Yes, designer won't work with abstract forms.
You should avoid use of abstract keyword (use virtual instead) if you want
to use visual designer.

 

[100]

Hi Yasutaka Ito,

Yes, you cannot use the deisgner because it cannot create objects of
abstract class.
So, if you want to use the designer what you might want to do is not do
declare the BaseForm class as abstract. Declare the property as virtual
instead of abstract.

Of course you cannot force the inheritors to provide meaningful
implemetation of the property. To workarrond this you can make your default
implemetation to throw and exception. To prevent the base class to be
instantiated make its constructor protected. My tests show it won't mess up
with the designer. If it does leave it public.

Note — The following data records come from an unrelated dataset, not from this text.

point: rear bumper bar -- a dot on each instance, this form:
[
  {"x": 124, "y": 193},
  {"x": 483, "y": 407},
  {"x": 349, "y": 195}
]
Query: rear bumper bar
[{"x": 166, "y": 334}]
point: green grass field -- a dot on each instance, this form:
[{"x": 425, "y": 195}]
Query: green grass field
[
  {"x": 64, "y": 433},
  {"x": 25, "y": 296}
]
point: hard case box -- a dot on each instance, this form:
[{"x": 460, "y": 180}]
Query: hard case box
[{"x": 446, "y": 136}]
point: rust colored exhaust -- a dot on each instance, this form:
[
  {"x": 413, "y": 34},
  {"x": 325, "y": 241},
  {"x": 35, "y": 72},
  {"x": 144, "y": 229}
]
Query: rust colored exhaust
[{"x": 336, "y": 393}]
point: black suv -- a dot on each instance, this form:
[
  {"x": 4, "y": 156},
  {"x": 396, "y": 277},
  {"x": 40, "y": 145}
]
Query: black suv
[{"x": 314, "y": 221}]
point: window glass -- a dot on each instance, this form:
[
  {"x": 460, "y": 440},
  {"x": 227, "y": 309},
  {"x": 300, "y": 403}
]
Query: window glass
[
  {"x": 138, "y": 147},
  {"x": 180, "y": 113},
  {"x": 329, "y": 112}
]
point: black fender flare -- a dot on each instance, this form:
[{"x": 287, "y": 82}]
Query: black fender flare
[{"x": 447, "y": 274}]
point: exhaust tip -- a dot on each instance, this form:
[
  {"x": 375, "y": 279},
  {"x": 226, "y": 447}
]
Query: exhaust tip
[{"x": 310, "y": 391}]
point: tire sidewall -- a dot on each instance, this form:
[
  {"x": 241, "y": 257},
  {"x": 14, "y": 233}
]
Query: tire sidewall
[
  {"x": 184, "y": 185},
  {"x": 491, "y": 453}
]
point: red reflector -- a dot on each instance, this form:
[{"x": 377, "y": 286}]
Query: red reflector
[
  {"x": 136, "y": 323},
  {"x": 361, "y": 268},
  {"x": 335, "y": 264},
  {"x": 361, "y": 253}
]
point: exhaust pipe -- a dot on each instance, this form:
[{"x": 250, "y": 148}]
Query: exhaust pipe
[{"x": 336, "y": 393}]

In your case base calss
cannot be instantiated because it uses Prop in OnLoad and it throws
exception. But the tesigner cannot istantiate it either so we are back to
square one. So, in OnLoad we have to check whether the form is in design
mode or in run-time. This can be check by reading the form's protected
property *DesignMode* and if it returns true - don't read the proerty use
some default value. This check can be done in the property's get accessor,
but since it might can be checked frequently and the Load is called only
once when the form is loading I believe you can save one *if* intruction by
check DesignMode in OnLoad.
like this
class BaseForm: Form
{
.....
public virtual string Prop
{
get
{
throw new NotImplementedException();
}
}

protected BaseForm()
{
}
....
protected override void OnLoad(System.EventArgs e)
{
if(!this.DesignMode)
//read Prop and do something
else
//Use some default value
}
}

This way an exception will be thrown as soon as Prop is used and is not
overriden by an inheritor.
Bare in mind tha the designer instantiate an object (form) of the base class
of the form you actually design. That means that in design mode you cannot
use the Prop's values returned by teh inheritors you can use only some
default value.

HTH
B\rgds
100